I wouldn't use spray foam to insulate a hightop however - I've talked to quite a few professional foam folks - there is no way to ensure that the thickness of the foam when applied and expanded will be uniform. If a spray foam insulation was of varying thickness it would be next to impossible to finish the interior of the top neatly.

Westified Tue May 01, 2012 7:09 pm

I too removed my Dometic fridge to change the fan and check valve. I looked at the floor behind it and as many members have said there was rust. I have now pulled the entire kitchen, removed the fiberglass insulation behind the kitchen and under the water tank. Did POR-15 for the rust. I am trying to figure out what is the best insulation to replace the fiberglass. My big concern is how hot does it get behind the fridge when running on propane. Does anyone know. The reason is that various insulation's have temperature limits. ie Reflectix 185 degrees, dynaliner 225 degrees, fiberglass 350 degrees etc. I don't want the insulation to melt or offgass. I also don't want to put something back that holds moisture. Any help would be appreciated.

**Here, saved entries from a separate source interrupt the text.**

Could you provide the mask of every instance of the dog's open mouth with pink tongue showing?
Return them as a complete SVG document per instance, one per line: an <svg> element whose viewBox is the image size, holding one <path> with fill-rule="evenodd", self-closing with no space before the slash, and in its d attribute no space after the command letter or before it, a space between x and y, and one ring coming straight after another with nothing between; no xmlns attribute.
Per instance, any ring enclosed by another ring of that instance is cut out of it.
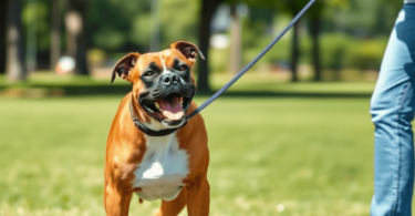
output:
<svg viewBox="0 0 415 216"><path fill-rule="evenodd" d="M144 107L149 113L162 113L165 120L178 121L184 115L190 104L191 97L184 97L178 93L172 93L154 103L145 103Z"/></svg>

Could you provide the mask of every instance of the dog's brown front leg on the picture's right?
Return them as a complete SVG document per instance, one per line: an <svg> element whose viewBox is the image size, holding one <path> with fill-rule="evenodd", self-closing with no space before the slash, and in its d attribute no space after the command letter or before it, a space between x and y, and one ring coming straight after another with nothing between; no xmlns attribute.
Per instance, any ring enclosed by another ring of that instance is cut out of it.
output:
<svg viewBox="0 0 415 216"><path fill-rule="evenodd" d="M204 176L188 188L187 213L189 216L208 216L210 203L210 186Z"/></svg>

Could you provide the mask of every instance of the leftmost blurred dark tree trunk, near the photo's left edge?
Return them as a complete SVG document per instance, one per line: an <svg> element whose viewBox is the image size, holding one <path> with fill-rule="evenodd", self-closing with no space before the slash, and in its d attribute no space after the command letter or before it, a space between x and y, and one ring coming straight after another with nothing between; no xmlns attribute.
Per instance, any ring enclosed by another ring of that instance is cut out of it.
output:
<svg viewBox="0 0 415 216"><path fill-rule="evenodd" d="M9 0L6 73L9 81L25 80L21 0Z"/></svg>

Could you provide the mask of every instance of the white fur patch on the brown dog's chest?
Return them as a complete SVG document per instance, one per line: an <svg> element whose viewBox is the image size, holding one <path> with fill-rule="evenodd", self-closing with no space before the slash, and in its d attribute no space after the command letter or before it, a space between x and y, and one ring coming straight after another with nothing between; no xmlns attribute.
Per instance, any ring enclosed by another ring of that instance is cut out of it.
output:
<svg viewBox="0 0 415 216"><path fill-rule="evenodd" d="M176 133L147 136L147 150L134 173L133 188L145 200L172 200L180 193L188 173L188 155L179 150Z"/></svg>

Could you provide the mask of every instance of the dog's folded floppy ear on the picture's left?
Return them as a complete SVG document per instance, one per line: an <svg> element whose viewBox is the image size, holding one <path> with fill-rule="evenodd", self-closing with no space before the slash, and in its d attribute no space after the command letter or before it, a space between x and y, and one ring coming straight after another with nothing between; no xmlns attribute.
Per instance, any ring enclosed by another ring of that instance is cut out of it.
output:
<svg viewBox="0 0 415 216"><path fill-rule="evenodd" d="M123 56L114 66L113 74L111 78L111 83L115 80L115 73L118 74L120 78L123 78L124 80L128 80L128 75L135 64L138 61L139 53L138 52L131 52L127 55ZM131 82L131 81L129 81Z"/></svg>

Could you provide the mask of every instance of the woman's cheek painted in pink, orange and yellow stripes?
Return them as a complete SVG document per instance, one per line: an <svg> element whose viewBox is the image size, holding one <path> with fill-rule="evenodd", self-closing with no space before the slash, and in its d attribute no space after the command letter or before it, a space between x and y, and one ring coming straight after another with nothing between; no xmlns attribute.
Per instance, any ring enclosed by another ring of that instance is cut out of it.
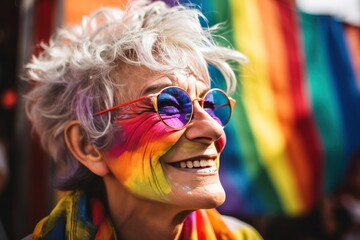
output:
<svg viewBox="0 0 360 240"><path fill-rule="evenodd" d="M121 129L107 152L107 164L115 177L133 193L153 200L166 200L171 185L159 161L181 137L156 113L142 113L119 120Z"/></svg>

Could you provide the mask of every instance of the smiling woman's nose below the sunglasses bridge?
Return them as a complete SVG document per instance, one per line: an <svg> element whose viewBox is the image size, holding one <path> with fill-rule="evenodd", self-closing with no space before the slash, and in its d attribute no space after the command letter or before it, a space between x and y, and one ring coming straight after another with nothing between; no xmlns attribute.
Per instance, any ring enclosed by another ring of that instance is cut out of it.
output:
<svg viewBox="0 0 360 240"><path fill-rule="evenodd" d="M187 139L210 145L225 135L223 127L200 106L199 101L193 102L193 108L193 118L185 131Z"/></svg>

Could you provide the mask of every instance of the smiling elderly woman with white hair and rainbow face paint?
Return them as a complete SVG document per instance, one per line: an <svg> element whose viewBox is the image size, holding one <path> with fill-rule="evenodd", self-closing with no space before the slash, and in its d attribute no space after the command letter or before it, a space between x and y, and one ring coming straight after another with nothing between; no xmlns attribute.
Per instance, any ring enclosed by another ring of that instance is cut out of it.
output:
<svg viewBox="0 0 360 240"><path fill-rule="evenodd" d="M33 239L259 239L221 216L224 127L235 75L201 13L163 2L105 8L33 57L26 109L69 191Z"/></svg>

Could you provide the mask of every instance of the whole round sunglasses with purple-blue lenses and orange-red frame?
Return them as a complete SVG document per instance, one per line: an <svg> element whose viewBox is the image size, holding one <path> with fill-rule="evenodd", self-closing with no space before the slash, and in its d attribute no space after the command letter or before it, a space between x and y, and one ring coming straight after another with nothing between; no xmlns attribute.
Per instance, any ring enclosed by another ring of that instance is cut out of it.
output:
<svg viewBox="0 0 360 240"><path fill-rule="evenodd" d="M182 88L171 86L163 88L160 92L137 98L120 105L95 113L95 116L125 107L145 99L150 99L160 120L168 127L176 130L185 128L194 114L194 101L222 127L230 120L233 106L236 101L224 91L213 88L207 91L202 98L191 99L190 95Z"/></svg>

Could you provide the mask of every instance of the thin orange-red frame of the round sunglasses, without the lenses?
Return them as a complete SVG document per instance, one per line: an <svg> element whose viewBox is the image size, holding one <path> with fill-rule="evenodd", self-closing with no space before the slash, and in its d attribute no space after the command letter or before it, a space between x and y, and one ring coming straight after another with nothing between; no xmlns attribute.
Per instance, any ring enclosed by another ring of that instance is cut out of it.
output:
<svg viewBox="0 0 360 240"><path fill-rule="evenodd" d="M182 126L181 128L174 128L174 127L172 127L172 126L169 126L169 125L162 119L162 117L160 116L160 113L159 113L158 104L157 104L157 102L158 102L158 97L160 96L160 94L161 94L163 91L165 91L166 89L169 89L169 88L178 88L178 89L180 89L181 91L184 91L184 92L189 96L189 99L191 100L192 108L191 108L191 115L190 115L189 121L188 121L184 126ZM233 99L233 98L231 98L231 97L229 97L229 95L226 94L226 92L224 92L223 90L221 90L221 89L219 89L219 88L212 88L212 89L209 89L209 90L204 94L204 96L203 96L202 98L196 97L196 98L194 98L194 99L191 99L191 96L190 96L184 89L182 89L182 88L180 88L180 87L177 87L177 86L165 87L165 88L161 89L158 93L153 93L153 94L149 94L149 95L146 95L146 96L142 96L142 97L139 97L139 98L137 98L137 99L134 99L134 100L131 100L131 101L128 101L128 102L125 102L125 103L122 103L122 104L119 104L119 105L116 105L116 106L107 108L107 109L105 109L105 110L102 110L102 111L99 111L99 112L95 113L94 116L100 116L100 115L102 115L102 114L104 114L104 113L111 112L111 111L113 111L113 110L116 110L116 109L125 107L125 106L130 105L130 104L133 104L133 103L137 103L137 102L140 102L140 101L143 101L143 100L149 98L149 99L151 100L151 103L152 103L153 106L154 106L154 109L155 109L158 117L159 117L160 120L164 123L164 125L166 125L167 127L171 128L171 129L174 129L174 130L181 130L181 129L187 127L187 125L189 125L190 122L191 122L191 119L192 119L192 117L193 117L193 115L194 115L194 102L195 102L195 101L198 101L199 104L200 104L200 106L204 109L204 99L206 98L206 96L207 96L209 93L211 93L211 92L213 92L213 91L219 91L219 92L221 92L222 94L224 94L224 95L227 97L228 102L229 102L229 105L230 105L230 116L229 116L229 120L230 120L231 115L232 115L232 110L233 110L233 108L234 108L234 105L235 105L235 103L236 103L236 100ZM224 127L226 127L226 125L227 125L228 123L229 123L229 121L227 121L226 124L224 124L224 125L221 125L221 124L220 124L220 125L224 128Z"/></svg>

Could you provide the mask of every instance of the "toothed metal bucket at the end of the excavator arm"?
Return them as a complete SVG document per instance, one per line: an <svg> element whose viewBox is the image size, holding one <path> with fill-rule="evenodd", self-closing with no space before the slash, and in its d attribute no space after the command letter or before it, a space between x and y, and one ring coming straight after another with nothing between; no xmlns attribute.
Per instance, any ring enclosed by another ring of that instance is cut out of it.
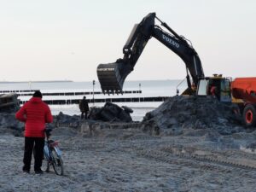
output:
<svg viewBox="0 0 256 192"><path fill-rule="evenodd" d="M97 67L97 76L102 92L105 94L123 93L123 84L126 76L131 72L128 65L122 62L100 64Z"/></svg>

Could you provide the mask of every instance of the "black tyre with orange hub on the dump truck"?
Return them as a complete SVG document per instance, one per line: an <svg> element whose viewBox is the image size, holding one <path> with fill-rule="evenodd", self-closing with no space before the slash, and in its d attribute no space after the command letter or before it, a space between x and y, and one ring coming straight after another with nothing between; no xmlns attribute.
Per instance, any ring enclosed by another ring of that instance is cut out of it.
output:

J Charlton Tue May 01, 2012 7:27 pm

Westified wrote: I too removed my Dometic fridge to change the fan and check valve. I looked at the floor behind it and as many members have said there was rust. I have now pulled the entire kitchen, removed the fiberglass insulation behind the kitchen and under the water tank. Did POR-15 for the rust. I am trying to figure out what is the best insulation to replace the fiberglass. My big concern is how hot does it get behind the fridge when running on propane. Does anyone know. The reason is that various insulation's have temperature limits. ie Reflectix 185 degrees, dynaliner 225 degrees, fiberglass 350 degrees etc. I don't want the insulation to melt or offgass. I also don't want to put something back that holds moisture. Any help would be appreciated.

You'll have to read the specs on a variety of products. That's a pretty flat surface, you might consider a spray foam with a reflective barrier between it and the fridge. Check Summitt Racing or Racer Part Wholesale for reflective heat shielding.